Here’s an illustration of the process:

groupby_demo

Notice how our code correctly determines that Lyndon Johnson from the Democratic Party has the highest voter %.

More generally, lambda functions are used to design custom aggregation functions that aren’t pre-defined by Python. The input parameter x to the lambda function is a GroupBy object. Therefore, it should make sense why lambda x : x.iloc[0] selects the first row in each groupby object.

In fact, there’s a few different ways to approach this problem. Each approach has different tradeoffs in terms of readability, performance, memory consumption, complexity, etc. We’ve given a few examples below.

Note: Understanding these alternative solutions is not required. They are given to demonstrate the vast number of problem-solving approaches in pandas.

# Using the idxmax function
best_per_party = elections.loc[elections.groupby('Party')['%'].idxmax()]
best_per_party.head(5)

	Year	Candidate	Party	Popular vote	Result	%
22	1856	Millard Fillmore	American	873053	loss	21.554001
115	1968	George Wallace	American Independent	9901118	loss	13.571218
6	1832	William Wirt	Anti-Masonic	100715	loss	7.821583
38	1884	Benjamin Butler	Anti-Monopoly	134294	loss	1.335838
127	1980	Barry Commoner	Citizens	233052	loss	0.270182

# Using the .drop_duplicates function
best_per_party2 = elections.sort_values('%').drop_duplicates(['Party'], keep='last')
best_per_party2.head(5)

	Year	Candidate	Party	Popular vote	Result	%
148	1996	John Hagelin	Natural Law	113670	loss	0.118219
164	2008	Chuck Baldwin	Constitution	199750	loss	0.152398
110	1956	T. Coleman Andrews	States' Rights	107929	loss	0.174883
147	1996	Howard Phillips	Taxpayers	184656	loss	0.192045
136	1988	Lenora Fulani	New Alliance	217221	loss	0.237804

4.3 Aggregating Data with Pivot Tables

We know now that .groupby gives us the ability to group and aggregate data across our DataFrame. The examples above formed groups using just one column in the DataFrame. It’s possible to group by multiple columns at once by passing in a list of column names to .groupby.

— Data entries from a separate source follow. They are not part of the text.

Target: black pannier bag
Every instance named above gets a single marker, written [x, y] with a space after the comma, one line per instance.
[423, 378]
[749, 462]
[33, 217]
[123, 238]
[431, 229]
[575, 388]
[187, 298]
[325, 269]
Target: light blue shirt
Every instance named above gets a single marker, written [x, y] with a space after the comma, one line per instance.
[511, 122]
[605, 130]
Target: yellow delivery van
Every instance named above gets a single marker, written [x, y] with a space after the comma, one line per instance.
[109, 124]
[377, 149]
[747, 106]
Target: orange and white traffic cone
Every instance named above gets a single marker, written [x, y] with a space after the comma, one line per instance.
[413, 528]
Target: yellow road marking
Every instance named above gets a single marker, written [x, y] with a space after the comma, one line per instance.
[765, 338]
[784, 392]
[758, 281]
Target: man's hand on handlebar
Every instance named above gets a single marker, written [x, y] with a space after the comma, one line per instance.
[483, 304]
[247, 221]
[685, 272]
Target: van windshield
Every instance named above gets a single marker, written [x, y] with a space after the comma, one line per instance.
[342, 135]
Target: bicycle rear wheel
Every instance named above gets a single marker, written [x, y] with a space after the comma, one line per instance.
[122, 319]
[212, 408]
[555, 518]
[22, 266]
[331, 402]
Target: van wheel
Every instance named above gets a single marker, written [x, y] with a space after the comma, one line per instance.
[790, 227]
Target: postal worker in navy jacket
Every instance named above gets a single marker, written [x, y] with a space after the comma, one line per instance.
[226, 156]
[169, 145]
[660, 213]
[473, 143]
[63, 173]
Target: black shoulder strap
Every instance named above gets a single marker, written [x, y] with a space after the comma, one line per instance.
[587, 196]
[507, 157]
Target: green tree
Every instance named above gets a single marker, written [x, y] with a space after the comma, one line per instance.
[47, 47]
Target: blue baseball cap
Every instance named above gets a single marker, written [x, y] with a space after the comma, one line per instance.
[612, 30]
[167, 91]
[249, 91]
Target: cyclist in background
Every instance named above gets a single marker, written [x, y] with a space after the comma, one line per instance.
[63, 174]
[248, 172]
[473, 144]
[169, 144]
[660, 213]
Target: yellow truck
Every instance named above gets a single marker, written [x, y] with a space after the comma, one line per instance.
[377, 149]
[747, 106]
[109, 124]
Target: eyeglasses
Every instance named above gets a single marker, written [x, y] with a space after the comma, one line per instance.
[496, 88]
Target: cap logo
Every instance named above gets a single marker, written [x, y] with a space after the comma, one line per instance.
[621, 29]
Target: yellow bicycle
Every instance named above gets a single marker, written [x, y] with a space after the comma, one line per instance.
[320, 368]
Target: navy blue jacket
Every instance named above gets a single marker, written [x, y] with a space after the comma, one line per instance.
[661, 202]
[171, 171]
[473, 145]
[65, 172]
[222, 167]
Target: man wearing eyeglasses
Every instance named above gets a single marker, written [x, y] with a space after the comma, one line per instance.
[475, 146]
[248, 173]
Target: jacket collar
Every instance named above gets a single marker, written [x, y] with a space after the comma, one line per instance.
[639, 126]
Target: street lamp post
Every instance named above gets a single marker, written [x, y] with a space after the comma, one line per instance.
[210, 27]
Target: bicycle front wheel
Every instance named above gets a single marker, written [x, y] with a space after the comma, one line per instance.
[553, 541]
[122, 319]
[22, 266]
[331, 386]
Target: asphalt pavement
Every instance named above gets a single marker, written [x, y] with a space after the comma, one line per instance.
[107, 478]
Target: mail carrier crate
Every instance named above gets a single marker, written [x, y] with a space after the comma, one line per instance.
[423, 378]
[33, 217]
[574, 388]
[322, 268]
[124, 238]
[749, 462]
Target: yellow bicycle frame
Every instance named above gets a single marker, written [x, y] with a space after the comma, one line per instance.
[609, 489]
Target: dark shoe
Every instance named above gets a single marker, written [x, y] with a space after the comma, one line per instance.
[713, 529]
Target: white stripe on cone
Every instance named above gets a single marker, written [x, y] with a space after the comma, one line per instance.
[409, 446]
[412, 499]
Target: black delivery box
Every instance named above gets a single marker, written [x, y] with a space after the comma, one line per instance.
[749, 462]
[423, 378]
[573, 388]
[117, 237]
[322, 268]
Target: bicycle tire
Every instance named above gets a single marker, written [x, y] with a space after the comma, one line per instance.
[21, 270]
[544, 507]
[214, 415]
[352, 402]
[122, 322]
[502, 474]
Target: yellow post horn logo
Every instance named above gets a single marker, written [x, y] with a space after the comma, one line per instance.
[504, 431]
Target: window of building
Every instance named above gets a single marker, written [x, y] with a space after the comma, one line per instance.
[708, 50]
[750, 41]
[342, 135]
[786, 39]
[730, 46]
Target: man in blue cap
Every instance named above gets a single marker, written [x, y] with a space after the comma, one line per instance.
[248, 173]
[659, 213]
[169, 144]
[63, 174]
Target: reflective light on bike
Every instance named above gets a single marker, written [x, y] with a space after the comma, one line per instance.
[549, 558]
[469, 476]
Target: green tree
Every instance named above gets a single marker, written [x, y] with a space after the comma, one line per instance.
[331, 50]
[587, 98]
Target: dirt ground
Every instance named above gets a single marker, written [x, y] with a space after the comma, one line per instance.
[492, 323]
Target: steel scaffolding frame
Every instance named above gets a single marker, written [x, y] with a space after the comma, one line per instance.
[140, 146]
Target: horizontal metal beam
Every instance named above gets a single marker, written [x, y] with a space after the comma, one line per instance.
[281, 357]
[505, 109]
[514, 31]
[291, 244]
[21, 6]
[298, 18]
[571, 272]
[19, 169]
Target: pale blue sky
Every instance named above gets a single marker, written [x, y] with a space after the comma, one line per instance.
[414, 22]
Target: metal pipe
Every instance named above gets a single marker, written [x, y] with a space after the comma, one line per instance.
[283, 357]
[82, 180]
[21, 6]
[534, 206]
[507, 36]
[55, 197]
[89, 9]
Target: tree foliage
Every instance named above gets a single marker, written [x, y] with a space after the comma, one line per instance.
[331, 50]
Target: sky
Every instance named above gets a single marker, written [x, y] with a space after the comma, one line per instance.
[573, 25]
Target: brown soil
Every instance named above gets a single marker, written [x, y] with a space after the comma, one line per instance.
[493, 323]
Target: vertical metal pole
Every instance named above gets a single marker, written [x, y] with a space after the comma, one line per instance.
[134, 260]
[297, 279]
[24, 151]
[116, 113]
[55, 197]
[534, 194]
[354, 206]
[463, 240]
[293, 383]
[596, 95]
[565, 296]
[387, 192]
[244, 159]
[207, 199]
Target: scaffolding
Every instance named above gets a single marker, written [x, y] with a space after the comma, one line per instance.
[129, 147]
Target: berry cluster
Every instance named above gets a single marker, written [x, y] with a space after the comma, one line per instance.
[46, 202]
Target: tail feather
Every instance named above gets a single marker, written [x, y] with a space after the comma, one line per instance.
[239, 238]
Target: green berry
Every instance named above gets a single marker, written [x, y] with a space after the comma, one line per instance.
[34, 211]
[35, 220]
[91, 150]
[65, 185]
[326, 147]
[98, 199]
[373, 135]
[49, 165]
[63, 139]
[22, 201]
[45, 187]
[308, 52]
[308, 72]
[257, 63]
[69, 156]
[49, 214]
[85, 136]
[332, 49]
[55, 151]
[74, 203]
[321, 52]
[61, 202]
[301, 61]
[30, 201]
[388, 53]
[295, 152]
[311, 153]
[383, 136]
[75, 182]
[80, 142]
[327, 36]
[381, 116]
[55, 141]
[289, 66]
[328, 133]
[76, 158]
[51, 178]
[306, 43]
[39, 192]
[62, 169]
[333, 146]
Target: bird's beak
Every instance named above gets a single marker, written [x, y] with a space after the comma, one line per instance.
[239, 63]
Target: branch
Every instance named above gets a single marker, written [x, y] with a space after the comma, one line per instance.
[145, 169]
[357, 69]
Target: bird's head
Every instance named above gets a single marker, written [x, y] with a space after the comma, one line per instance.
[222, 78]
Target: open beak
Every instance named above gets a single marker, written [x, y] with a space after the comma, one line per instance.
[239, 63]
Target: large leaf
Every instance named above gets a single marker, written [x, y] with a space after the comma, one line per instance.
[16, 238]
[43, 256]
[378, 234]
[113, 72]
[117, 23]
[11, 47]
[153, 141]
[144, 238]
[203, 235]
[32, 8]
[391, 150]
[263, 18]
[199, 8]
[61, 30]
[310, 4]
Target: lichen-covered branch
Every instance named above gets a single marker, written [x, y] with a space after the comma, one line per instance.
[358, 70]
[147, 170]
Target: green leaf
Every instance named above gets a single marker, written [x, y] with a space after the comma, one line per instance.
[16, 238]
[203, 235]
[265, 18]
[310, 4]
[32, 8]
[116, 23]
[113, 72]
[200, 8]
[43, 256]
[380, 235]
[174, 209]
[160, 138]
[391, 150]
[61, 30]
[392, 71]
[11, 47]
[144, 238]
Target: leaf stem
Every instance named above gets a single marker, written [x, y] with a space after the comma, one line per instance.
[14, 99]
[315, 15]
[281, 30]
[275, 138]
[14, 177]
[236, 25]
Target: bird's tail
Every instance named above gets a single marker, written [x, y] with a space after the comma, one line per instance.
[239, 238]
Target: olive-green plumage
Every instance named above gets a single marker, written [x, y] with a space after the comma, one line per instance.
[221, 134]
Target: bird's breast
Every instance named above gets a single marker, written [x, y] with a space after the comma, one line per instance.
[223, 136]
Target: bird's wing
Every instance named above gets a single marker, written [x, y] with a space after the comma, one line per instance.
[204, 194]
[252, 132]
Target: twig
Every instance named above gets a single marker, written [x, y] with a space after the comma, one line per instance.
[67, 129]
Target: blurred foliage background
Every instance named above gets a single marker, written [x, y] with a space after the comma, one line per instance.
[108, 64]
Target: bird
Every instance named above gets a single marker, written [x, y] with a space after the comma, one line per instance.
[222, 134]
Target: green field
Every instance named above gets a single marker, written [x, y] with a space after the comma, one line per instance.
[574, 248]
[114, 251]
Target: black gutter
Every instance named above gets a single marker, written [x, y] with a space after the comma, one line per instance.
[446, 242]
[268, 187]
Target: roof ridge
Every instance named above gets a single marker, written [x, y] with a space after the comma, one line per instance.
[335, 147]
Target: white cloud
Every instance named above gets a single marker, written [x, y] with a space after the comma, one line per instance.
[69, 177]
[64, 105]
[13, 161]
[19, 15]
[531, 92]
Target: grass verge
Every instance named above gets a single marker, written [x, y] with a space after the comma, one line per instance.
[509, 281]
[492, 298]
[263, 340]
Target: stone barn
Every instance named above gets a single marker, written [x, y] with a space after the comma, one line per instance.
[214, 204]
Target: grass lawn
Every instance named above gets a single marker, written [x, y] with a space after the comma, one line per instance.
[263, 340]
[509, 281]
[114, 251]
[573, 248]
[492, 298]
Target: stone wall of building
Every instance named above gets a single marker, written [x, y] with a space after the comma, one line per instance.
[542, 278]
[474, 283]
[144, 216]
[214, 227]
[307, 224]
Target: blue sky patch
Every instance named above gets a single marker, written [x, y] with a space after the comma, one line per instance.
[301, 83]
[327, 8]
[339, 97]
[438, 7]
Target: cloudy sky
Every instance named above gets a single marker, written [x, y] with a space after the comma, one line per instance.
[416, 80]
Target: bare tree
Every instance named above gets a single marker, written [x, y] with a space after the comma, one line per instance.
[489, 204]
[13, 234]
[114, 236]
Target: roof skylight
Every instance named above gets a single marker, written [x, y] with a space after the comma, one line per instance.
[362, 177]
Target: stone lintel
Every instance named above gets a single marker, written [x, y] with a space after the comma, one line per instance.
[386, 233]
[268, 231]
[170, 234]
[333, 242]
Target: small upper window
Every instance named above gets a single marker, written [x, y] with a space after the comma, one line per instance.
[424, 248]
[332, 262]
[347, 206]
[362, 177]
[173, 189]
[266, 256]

Let’s consider the babynames dataset again. In this problem, we will find the total number of baby names associated with each sex for each year. To do this, we’ll group by both the "Year" and "Sex" columns.

babynames.head()

	State	Sex	Year	Name	Count	First Letter
0	CA	F	1910	Mary	295	M
1	CA	F	1910	Helen	239	H
2	CA	F	1910	Dorothy	220	D
3	CA	F	1910	Margaret	163	M
4	CA	F	1910	Frances	134	F

# Find the total number of baby names associated with each sex for each 
# year in the data
babynames.groupby(["Year", "Sex"])[["Count"]].agg(sum).head(6)

		Count
Year	Sex
1910	F	5950
1910	M	3213
1911	F	6602
1911	M	3381
1912	F	9804
1912	M	8142

Notice that both "Year" and "Sex" serve as the index of the DataFrame (they are both rendered in bold). We’ve created a multi-index DataFrame where two different index values, the year and sex, are used to uniquely identify each row.

This isn’t the most intuitive way of representing this data – and, because multi-indexed DataFrames have multiple dimensions in their index, they can often be difficult to use.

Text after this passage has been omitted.